Radar/Wireless Transmitter on a Chip

dganapa writes "Researchers at the California Institute of Technology, headed by Dr. Ali Hajimiri, have developed a low-cost radar system on a silicon chip. The entire system has been designed from the ground up on silicon, thus leading to reduced cost as well as robustness in response to design variations and changes in environment. The chip runs at a staggering speed of24 GHz (enabling it to transfer data as fast as the main network of the Internet) and can soon lift wireless, high-frequency communication to a whole new level. The radar as such is not as powerful as a conventional radar but because of its cost-effectiveness, a number of them can be coupled together to perform really well. A related NY Times article is here. A recent article from Slashdot shows that radar technology is increasingly being implemented in the automobile industry. This current chip is sure to be much more successful than its predecessors as far as the automobile industry is concerned, but whether or not its processing speed will become important in the computer industry remains to be seen."

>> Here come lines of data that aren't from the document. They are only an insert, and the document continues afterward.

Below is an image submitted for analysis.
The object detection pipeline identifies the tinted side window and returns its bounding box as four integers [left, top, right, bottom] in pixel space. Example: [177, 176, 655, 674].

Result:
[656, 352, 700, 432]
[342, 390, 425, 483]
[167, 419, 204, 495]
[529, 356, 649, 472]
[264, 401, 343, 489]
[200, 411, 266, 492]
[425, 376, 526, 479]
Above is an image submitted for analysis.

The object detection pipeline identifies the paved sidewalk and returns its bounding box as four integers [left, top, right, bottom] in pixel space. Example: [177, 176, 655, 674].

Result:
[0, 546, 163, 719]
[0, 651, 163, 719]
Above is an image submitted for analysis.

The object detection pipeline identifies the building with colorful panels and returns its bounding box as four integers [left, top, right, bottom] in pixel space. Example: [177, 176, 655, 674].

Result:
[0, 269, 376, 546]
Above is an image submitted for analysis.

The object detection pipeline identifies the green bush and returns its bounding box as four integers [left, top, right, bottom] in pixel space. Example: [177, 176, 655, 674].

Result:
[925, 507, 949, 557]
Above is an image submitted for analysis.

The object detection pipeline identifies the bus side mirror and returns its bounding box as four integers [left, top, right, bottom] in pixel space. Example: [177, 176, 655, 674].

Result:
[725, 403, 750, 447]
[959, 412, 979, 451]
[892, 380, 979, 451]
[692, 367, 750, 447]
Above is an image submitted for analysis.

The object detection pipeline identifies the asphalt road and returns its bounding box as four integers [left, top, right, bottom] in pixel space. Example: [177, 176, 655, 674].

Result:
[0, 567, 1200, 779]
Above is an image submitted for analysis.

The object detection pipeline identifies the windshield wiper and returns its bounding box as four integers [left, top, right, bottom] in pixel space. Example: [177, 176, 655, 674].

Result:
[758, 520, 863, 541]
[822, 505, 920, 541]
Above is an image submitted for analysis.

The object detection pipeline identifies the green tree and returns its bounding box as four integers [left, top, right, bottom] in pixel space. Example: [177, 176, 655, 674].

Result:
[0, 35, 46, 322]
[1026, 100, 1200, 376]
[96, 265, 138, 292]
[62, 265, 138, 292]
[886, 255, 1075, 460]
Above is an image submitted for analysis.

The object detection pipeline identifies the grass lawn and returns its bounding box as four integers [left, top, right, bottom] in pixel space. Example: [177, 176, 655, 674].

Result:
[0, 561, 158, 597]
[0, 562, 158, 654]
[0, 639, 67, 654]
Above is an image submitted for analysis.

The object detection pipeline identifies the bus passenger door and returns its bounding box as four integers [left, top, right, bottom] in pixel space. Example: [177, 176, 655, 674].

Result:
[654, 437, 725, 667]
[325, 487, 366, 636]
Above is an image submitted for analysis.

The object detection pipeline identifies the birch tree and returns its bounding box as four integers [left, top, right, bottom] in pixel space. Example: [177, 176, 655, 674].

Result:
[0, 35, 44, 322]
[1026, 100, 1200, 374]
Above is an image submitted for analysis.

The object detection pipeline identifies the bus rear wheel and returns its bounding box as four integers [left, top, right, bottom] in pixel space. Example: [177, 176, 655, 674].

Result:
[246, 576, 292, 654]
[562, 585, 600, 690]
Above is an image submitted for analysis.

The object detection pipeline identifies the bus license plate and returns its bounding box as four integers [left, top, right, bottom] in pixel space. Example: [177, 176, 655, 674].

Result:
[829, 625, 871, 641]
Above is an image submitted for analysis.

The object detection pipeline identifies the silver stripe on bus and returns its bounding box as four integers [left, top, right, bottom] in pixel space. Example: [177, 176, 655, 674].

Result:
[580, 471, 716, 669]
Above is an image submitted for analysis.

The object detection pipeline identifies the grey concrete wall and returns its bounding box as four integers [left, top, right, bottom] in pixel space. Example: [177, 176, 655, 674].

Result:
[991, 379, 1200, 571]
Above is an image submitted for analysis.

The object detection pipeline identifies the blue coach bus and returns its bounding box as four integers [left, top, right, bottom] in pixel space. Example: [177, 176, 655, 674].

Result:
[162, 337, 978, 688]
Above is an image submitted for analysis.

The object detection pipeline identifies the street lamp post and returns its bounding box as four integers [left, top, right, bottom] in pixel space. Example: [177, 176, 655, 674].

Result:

Application Errors in the Article

[G4from128k]

* The chip could serve as the brains inside a robot capable of vacuuming your house. While such appliances now exist, a vacuum using Hajimiri's chip as its brain would clean without constantly bumping into everything, have the sense to stay out of your way, and never suck up the family cat.

Not really. The radar might reflect off the cat or your leg, but would pass right through wooden furniture and walls. A radar-equipped vacuum cleaner would still bump into stuff.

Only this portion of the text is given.